Who doesn’t want to do a Hoop Dive?!
Angelo Declerck goes through some Dos and Don’ts to make sure your Hula Hoop skydive isn’t Hula Ooops! 😉
This year I got the opportunity to organise at the Vector Festival alongside Marco Arrigo. Because at that time it was mainly a freefly event, we had to come up with some bad-ass formation skydives so we would not just be ‘the belly jumpers’. 😊
I had never done a hula hoop jump so it was the perfect moment! It was not only my first but also that from our world-famous video guy, Gustavo Cabana, which surprised me. 😊. I asked some advice from experienced ‘hoopers’, below is a mixture of their wisdom and what we learned…
Jumping Through Hoops
Things to keep in mind jumping with a hula hoop before it becomes hula oops…
- Find a big enough hoop (check people can go through). Made from lightweight material.
- Only take a small group… maximum 5 people going through and 2 holding it
- Train the climb-out and exit at the mock-up (the hoop takes some wind, it’s easy to hold it alone)
- Make sure you have planned the skydive. Make a set-up and after-hoop plan for the 5 people
- It takes two! – 2 people holding the hoop is better then one
- Make sure pilot chutes, bridles, handles are tucked away properly
- Set a high break off. The person holding the hoop needs clearance to pull in place
- The other person has to keep holding the hoop so you are stable while you pull (then let go)
- Jump a non-high-performance canopy. Drop the hoop a few meters above the ground
- Make sure you have fun and have great footage and stills of this cool jump
What could possibly go wrong?
It’s always good when doing something different in skydiving, to think through what could go wrong, and make a plan. If the poop hits the fan in freefall you may not have time to think, so do the thinking on the ground.

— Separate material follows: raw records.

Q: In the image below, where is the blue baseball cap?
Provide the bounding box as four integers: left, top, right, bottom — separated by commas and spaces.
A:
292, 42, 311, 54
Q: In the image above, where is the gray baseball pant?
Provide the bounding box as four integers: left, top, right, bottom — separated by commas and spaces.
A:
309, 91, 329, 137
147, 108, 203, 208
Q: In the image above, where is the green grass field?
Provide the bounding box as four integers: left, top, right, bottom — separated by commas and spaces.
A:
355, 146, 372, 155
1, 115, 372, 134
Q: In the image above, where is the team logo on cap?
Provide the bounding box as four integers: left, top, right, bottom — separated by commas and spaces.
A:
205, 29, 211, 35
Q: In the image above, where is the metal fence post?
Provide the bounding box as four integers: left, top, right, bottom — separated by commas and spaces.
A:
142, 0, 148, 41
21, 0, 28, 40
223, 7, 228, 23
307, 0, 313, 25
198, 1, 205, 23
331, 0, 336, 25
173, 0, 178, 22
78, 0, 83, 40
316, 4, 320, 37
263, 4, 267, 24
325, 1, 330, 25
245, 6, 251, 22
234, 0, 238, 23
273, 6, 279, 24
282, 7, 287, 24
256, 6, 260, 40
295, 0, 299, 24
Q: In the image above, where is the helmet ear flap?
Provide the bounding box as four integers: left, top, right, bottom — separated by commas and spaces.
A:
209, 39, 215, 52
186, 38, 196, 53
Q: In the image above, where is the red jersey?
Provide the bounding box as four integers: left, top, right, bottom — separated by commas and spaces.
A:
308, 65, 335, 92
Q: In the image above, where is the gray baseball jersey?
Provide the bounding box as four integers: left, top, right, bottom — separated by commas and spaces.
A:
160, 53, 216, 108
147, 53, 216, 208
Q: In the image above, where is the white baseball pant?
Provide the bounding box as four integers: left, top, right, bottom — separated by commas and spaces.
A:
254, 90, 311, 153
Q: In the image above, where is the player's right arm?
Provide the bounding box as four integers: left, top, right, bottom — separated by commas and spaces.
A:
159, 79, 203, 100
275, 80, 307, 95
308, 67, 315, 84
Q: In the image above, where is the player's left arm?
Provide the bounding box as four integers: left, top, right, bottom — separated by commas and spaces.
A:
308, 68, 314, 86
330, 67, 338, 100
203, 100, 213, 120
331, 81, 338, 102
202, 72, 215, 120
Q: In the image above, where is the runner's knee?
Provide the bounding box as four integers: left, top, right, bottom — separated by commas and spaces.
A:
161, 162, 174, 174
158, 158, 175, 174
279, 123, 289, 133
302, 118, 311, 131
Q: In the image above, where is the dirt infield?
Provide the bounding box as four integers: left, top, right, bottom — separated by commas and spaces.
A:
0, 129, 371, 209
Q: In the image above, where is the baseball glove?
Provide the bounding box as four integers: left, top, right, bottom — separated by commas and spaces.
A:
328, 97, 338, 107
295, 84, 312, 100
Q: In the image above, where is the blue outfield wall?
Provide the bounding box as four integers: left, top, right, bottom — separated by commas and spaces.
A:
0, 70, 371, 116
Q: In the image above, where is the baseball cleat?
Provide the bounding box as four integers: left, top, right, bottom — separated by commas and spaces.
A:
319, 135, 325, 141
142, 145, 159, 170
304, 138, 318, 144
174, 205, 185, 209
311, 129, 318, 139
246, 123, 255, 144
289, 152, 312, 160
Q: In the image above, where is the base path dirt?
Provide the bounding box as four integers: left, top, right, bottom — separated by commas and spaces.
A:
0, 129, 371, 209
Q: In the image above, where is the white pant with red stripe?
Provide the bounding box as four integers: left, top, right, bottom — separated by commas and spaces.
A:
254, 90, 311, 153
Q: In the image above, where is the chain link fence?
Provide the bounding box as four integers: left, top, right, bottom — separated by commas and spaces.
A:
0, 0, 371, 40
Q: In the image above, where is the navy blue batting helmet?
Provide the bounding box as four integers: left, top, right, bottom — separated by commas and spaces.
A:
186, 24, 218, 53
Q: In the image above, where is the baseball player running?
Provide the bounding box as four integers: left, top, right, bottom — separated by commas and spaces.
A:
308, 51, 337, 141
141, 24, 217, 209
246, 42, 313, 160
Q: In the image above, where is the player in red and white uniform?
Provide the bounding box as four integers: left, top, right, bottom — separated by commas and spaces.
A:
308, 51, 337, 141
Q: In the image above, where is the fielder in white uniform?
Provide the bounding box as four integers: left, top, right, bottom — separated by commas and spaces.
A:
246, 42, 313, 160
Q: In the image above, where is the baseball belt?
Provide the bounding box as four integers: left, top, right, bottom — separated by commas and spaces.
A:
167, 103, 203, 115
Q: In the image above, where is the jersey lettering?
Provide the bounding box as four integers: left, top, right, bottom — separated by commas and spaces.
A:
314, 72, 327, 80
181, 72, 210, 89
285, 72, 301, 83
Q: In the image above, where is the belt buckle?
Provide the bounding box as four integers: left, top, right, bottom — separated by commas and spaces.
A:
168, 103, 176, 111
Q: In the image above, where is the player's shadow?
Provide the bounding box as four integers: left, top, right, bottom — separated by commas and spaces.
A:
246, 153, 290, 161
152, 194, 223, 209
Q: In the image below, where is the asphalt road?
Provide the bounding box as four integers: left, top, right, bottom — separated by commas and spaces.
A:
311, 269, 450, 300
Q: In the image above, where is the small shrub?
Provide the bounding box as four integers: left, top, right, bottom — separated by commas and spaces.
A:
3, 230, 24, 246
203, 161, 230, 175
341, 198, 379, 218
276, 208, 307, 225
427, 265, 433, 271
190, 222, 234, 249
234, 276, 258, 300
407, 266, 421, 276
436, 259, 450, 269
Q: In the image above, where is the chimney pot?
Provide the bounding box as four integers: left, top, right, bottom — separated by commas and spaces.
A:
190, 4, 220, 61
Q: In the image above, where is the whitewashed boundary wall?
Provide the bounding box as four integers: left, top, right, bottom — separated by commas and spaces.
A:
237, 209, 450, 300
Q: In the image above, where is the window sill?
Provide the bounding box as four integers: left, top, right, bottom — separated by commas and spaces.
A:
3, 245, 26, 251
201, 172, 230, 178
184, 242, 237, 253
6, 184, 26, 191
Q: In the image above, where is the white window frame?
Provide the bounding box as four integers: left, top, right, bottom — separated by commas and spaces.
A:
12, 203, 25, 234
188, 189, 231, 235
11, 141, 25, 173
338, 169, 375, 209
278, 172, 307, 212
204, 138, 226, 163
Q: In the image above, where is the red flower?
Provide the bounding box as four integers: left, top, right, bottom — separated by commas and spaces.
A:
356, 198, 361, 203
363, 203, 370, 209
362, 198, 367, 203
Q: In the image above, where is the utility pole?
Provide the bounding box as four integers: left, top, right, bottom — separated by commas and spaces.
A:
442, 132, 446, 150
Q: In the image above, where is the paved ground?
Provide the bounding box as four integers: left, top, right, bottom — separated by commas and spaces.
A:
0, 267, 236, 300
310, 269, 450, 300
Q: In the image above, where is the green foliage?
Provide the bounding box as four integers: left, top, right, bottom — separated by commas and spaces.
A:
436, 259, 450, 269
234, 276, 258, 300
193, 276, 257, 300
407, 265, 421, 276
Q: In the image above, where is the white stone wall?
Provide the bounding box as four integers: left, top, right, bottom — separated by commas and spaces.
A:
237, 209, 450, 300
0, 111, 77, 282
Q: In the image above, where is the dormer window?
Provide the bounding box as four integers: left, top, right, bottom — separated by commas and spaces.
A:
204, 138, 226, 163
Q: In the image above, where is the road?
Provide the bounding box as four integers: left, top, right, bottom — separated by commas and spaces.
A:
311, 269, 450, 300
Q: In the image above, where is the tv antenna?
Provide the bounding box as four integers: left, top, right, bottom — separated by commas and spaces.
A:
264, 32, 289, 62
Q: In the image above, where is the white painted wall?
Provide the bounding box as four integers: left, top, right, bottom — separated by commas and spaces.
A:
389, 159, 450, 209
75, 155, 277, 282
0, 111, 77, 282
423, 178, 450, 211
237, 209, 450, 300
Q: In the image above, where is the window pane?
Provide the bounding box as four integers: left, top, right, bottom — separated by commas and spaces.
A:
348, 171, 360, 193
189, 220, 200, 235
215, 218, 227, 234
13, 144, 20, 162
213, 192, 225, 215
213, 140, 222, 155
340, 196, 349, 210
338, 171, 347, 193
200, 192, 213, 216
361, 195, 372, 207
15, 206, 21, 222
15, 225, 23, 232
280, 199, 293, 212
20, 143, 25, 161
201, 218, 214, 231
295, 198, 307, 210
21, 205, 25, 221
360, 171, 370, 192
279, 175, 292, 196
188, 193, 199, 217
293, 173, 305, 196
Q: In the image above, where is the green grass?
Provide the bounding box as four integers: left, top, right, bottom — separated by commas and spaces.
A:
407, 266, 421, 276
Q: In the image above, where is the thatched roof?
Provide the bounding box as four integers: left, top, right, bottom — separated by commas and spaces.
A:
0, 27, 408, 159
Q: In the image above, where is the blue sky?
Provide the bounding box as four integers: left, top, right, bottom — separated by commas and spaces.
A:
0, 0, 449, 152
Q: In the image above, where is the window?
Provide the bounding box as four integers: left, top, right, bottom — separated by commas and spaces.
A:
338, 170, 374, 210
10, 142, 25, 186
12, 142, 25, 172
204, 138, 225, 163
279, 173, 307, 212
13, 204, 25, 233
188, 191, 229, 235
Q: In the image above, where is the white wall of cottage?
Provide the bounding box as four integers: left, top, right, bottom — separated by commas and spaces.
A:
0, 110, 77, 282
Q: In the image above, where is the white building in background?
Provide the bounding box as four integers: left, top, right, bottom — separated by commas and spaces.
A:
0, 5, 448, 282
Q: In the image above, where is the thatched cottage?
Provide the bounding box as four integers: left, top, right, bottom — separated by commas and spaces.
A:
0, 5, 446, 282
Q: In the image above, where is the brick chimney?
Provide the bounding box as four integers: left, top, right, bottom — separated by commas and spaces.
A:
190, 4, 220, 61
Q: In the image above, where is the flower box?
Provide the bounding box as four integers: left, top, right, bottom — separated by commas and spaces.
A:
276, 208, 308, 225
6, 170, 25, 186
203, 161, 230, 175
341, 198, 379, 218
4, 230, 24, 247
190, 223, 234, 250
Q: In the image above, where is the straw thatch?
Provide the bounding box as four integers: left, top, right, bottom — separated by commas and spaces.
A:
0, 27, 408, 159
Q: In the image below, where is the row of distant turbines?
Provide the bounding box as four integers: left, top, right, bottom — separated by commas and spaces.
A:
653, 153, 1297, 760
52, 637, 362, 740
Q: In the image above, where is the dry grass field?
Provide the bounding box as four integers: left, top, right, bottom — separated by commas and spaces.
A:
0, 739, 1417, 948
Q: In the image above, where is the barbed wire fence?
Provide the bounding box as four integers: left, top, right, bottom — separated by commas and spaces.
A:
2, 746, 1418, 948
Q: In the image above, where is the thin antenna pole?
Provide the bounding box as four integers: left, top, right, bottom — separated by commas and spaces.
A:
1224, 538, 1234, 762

Possible worst-case scenarios
1. Only focusing on the hoop
Skydivers can get ‘tunnel vision’ and might see only the hoop in the air and not their fellow skydivers. Stay aware of others around you and don’t dive into them.
2. Pilot chute or bridle caught in the hoop
Make sure it’s all nicely tucked away and that your container pin is tight enough. Pre-exit handle check for everyone!
3. Poor break-off
(This is something that happened to us)
Make sure the organiser’s audible is set a little higher than break-off, so they can signal it to the others. Also make it clear that people must track away at a safe altitude and have a good look around, they might not see everyone straight away.
What happened to us:
I gave a stop warning, people broke away, I waited a few seconds and deployed my parachute. A few meters away I could see someone just watching how I opened with the hoop in my hand. THIS WAS NOT BRIEFED THIS WAY. This wasn’t cool and definitely got brought up in the debrief afterwards. 😉
4. Deployment issues
If someone is going to hold the hoop while you pull, make sure you practice this on the ground, so the second hoop person knows when to let go. Tell this person to track away before they deploy, just in case the person holding the hoop has to cut away.